Dopiero wtedy można mówić o akceptacji nieidealnego losu. Urodziliśmy się w nieidealnej
rodzinie więc, pogodzę się z tym i sprawię, by nie wpływało to na moją
psychikę. By mogło do tego dojść, najpierw musimy upewnić się, że stan ten nie
jest zależny od nas.
8.2
Jedną
ze strategii radzenia sobie z bólem jest wmówienie sobie, że jest dobrze. Nie
zawsze musi to być złe, czasem faktycznie może pomóc. Charakterystyczne dla
tego pojęcia jest zapomnienie o dręczących elementach życia lub przedstawienie
ich w swojej głowie jako coś może nie doskonałego, ale bolącego nas mniej niż
jest faktycznie. Zachowanie takie faktycznie może przynieść ulgę. Może sprawić,
że na co dzień nie będzie się myśleć o złych rzeczach. Niestety przy takiej
taktyce występuje wysokie prawdopodobieństwo na to, że raz na jakiś czas
przypomnimy sobie o faktycznym stanie danej sytuacji, a wtedy ból może uderzyć
z dwukrotną siłą. Mimo wszystko jest szansa, że poprzez wmówienie sobie, że
jest dobrze, nasz stan psychiczny się poprawi. Jednak nie jest to regułą, więc
najlepiej byłoby poprosić o pomoc.
9. Zamykanie się na pomoc
Udało
nam się dojść do stwierdzenia, że często zdajemy sobie sprawę z tego, że
siedzimy na kaktusie. Znamy także tego powody i chcemy to naprawić. Gdy
wspominałem o „niemożności zmiany”, przedstawiłem sytuację, gdy osoba wie, co
zrobić, by naprawić elementy swojego życia, lecz tego nie robi ze względu na
brak motywacji i zmobilizowania się do działania. Co jeśli próbowaliśmy, ale
nam nie wyszło? Lub, co jeśli jesteśmy w tak złym stanie emocjonalnym, że nie
mamy sił do działania? Wiele osób decyduje się zamknąć się w sobie. Zaczyna
tłumić się w nich masa negatywnych emocji. Rozwiązanie takie jest bardzo
kuszące przy problemach. Najlepsze, co wtedy można zrobić, to udać się po
pomoc. Już samo porozmawianie z kimś o swoich problemach może bardzo pomóc. Jednak
jeśli to nie pomaga, a kolce kaktusa przebijają już naszą skórę – lub nie,
można oczywiście wcześniej – dobrze udać się do specjalisty. Ważne jest to, by
nie zamykać się w sobie. Jeśli poddamy się w walce z zejściem z kaktusa i nie
poprosimy nikogo o pomoc, może okazać się, że wodospad jest znacznie bliżej niż
się wydawało.
Chodzi
o to, by odciąć człowieka od trafienia do innego świata przed a nie po.
Zapewne
na ten temat można by było rozpisywać się na setki strony. Tym razem tego nie
zrobię, ale wierzę, że przynajmniej tyle tekstu może komuś chociażby dać radość
z czytania, a może komuś coś więcej? Warto zaznaczyć, że nie poruszałem takich
rzeczy jak zewnętrzne czynniki, które zdecydowanie mocno wpływają na nasze
samopoczucie. Swój tekst oparłem na uczuciach człowieka i mechanizmach, które
zachodzą.
Chciałbym
zaznaczyć, że wszystkie postacie w naszym łódkowym uniwersum są stereotypowe.

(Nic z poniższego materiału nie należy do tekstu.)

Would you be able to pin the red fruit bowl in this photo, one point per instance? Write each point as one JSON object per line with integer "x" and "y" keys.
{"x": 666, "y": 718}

Zrobiłem to całkowicie celowo, by jak najłatwiej można było zrozumieć
przykłady. Chcę nadmienić także, że nie miałem na celu nikogo obrazić. Jeśli
ktoś widzi siebie w danej osobie, to nie jest to coś złego, za co warto by się
gniewać. Lepiej może przemyśleć, dlaczego tak jest i co można z tym zrobić?
W tekście tym przedstawiam problemy i mechanizmy, które zachodzą u ludzi. Wielokrotnie padły hasła, które ładnie brzmią, jak np.: „(…) sprawię, by nie wpływało to na moją psychikę”, ale niekoniecznie pomagają. Jest to oczywiście pewne uogólnienie tematu. Moim zadaniem jednak nie jest rozwiązanie, co trzeba zrobić, by wyleczyć się z bólu, ewentualnie wyjaśniam, co jest logiczne według teorii łódki i kaktusa. Od leczenia są psychologowie. Prędzej chciałem, by tekst ten ewentualnie mógł pomóc zauważyć komuś, że w jego życiu istnieją być może pewne nieprawidłowości, z którymi można coś zrobić. Wiele kwestii przedstawiam tutaj w uproszczony sposób, ale ludzka psychika nie jest prosta. Chcę to zaznaczyć, by to wybrzmiało – jeśli czujesz się źle, jeśli czujesz, że siedzisz na kaktusie, że rzeczy o których tu mówię, dotyczą ciebie, nie bój udać się do psychologa. Najlepszym co może zrobić człowiek dla siebie, jest praca nad sobą. Psychologowie są edukowani właśnie pod tym kątem, by pomóc. Obecnie jest to często powtarzane, ale to dobrze. Być może dzięki temu wiele osób zeszło z kaktusa i usiadło na fotelu. Wierzę, że ty też możesz.